Через пару дней он шёл с работы домой – может быть, не самым коротким маршрутом, но зато в тени. И вдруг подумал: женщины в Риме обладают особенным шармом, даже китаянки, как ему теперь верилось, способны измениться и превратиться в римлянок – свободных, слегка заносчивых, нескучных и понимающих юмор. Он надеялся, что Вайнмун тоже в конце концов начнёт понимать его и доверять ему.
И вдруг – мысли иногда материализуются – взгляд Майкла привлекла фигура идущей ярдах в пятнадцати впереди него молодой женщины в брючном костюме. Она показалась ему слишком знакомой, хотя он никак не мог разглядеть её лицо. Где он видел её раньше? Точно не в Риме!
Когда Майкл приблизился к ней и уже готовился протянуть руку, чтобы дотронуться до её плеча, его взяла в тесное кольцо банда назойливых пигмеев. Американец не мог и шагу ступить, порывался поднять ногу, но они не дали ему поставить её обратно, естественно, он упустил эту женщину. От досады Майкл наорал на них, и они тут же разбежались, наполнив воздух отвратительным, неестественно звучавшим смехом. Других преград на пути до дома он в тот день не встретил, но этот эпизод немного испортил ему настроение.
В следующий раз, когда Майкл снова пробирался по тенистым улочкам, он заметил группу мальчишек, что-то рисовавших на асфальте, и попытался обойти их. Тут один из детей вытащил откуда-то из тёмного угла металлический прут и метнул его с неожиданной силой вслед репортёру Проклятая железка попала ему в ногу и повредила сухожилие. Майкл взвыл от боли и с гневом повернулся назад, но мальчишки уже бросились врассыпную. Ему – от боли или от обиды – показалось, что это, вероятно, и не дети были, а те самые пигмеи, злобно хохотавшие над ним тогда. Это произошло на виа Руа, где некогда считалось обычным делом готовить еду прямо на уличных печах, а стайки ребятни непрерывно сновали и путались под ногами сердитых взрослых.

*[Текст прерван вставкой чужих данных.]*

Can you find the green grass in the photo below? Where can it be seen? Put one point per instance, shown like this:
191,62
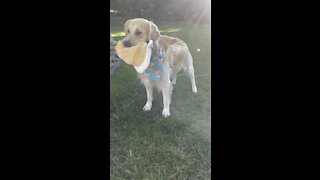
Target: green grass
144,145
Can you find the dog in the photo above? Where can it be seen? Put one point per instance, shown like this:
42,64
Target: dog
177,57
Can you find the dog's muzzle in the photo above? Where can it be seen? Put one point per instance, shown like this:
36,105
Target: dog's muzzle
127,43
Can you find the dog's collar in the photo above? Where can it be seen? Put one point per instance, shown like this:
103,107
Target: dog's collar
154,70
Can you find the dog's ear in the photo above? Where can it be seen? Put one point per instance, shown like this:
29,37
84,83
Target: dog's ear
154,32
126,26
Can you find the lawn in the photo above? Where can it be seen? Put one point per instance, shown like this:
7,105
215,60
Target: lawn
144,145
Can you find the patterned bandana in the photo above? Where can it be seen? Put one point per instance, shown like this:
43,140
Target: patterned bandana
154,71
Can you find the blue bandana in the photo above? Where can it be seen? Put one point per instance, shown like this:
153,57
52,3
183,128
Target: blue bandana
154,71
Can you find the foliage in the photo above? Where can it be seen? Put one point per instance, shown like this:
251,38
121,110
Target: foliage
169,10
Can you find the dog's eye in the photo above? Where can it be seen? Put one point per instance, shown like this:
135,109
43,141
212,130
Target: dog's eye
138,33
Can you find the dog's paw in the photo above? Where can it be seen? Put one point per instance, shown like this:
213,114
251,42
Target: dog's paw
194,89
147,107
166,113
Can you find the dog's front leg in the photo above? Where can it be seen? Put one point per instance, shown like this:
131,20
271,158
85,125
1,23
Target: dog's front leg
148,105
166,95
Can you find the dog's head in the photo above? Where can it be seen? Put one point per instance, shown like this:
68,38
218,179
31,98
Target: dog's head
140,30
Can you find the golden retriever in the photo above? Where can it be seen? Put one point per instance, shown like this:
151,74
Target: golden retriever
177,57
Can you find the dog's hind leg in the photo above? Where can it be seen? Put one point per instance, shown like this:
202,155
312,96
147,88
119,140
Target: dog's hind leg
148,105
190,74
174,76
166,95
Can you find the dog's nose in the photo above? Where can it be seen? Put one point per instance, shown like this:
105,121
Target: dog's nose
127,44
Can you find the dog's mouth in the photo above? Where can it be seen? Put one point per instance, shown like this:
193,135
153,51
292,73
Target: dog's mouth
130,44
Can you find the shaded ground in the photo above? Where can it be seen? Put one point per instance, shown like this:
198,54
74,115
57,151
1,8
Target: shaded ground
143,145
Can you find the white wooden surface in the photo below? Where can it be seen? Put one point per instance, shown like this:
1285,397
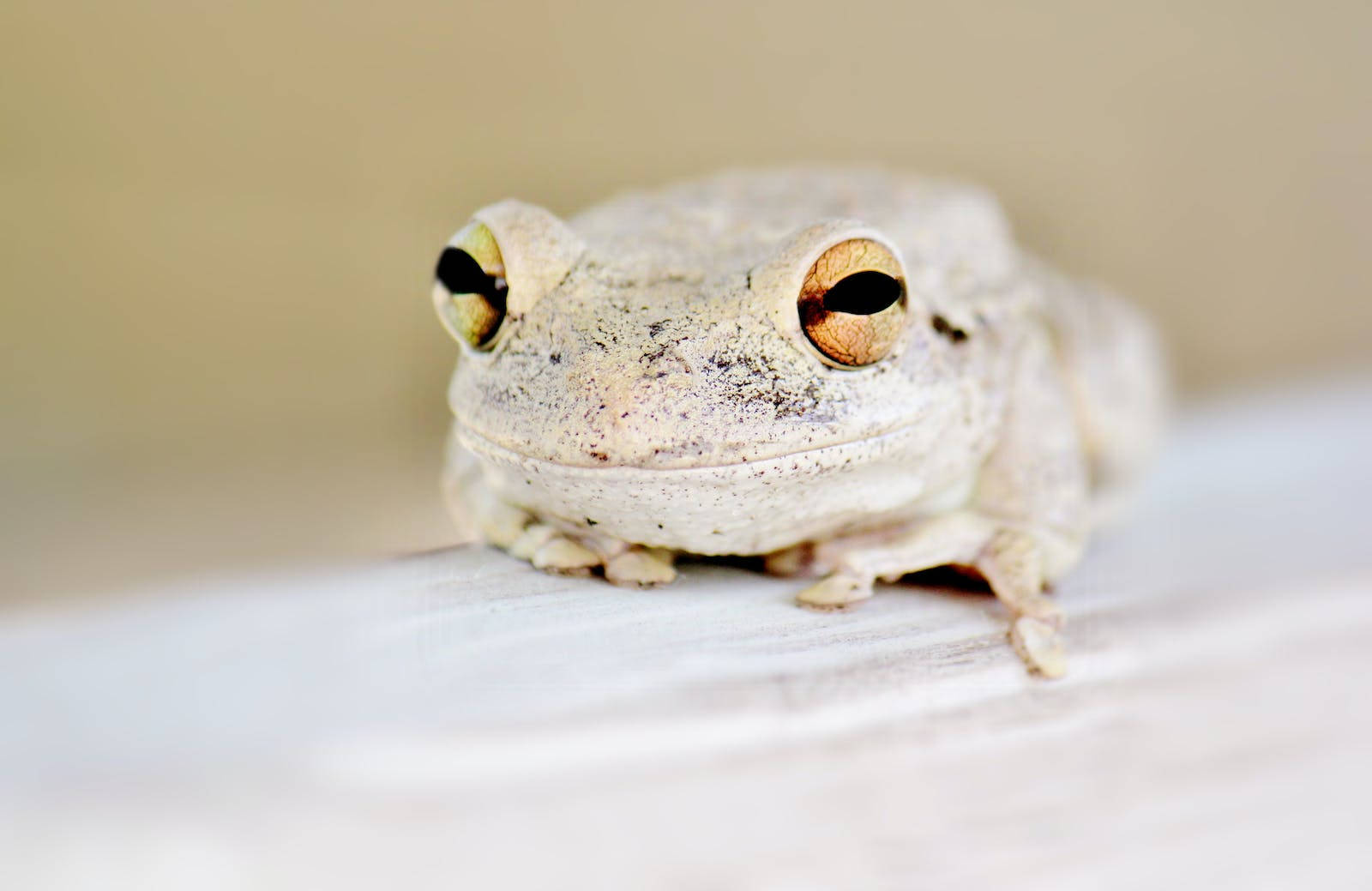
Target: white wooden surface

В клинике, куда Майкл добрался на такси, ему наложили швы. На две недели минимум репортёр лишился возможности гулять – даже с палкой. Вайнмун снова его поддерживала, приходила к нему по вечерам, готовила еду, убирала, развлекала его разговорами. Он мог работать из дома, но что можно увидеть, если сидишь дома? В ночных снах, однако, у него ничего не болело, и он бегал по городу в поисках приключений, как гончая собака за зайцем. Черпая впечатления то ли из этих снов, то ли из своих воспоминаний, Майкл задумал написать серию заметок о римской весне, о простых римлянах, с которыми общался ежедневно. Он перестал обижаться на пигмеев, вероятно, вырвавшихся на волю из сказочного рабства. «Боже, неужели в современном мире людей можно обижать за их рост? – удивлялся Майкл в мыслях. – Да, маленькие люди. У них заниженный взгляд, “низкая базаˮ, говоря казённым языком. Зато у них свой мир, свои мысли, свои привычки. Когда падает кто-то большой, для них это праздник».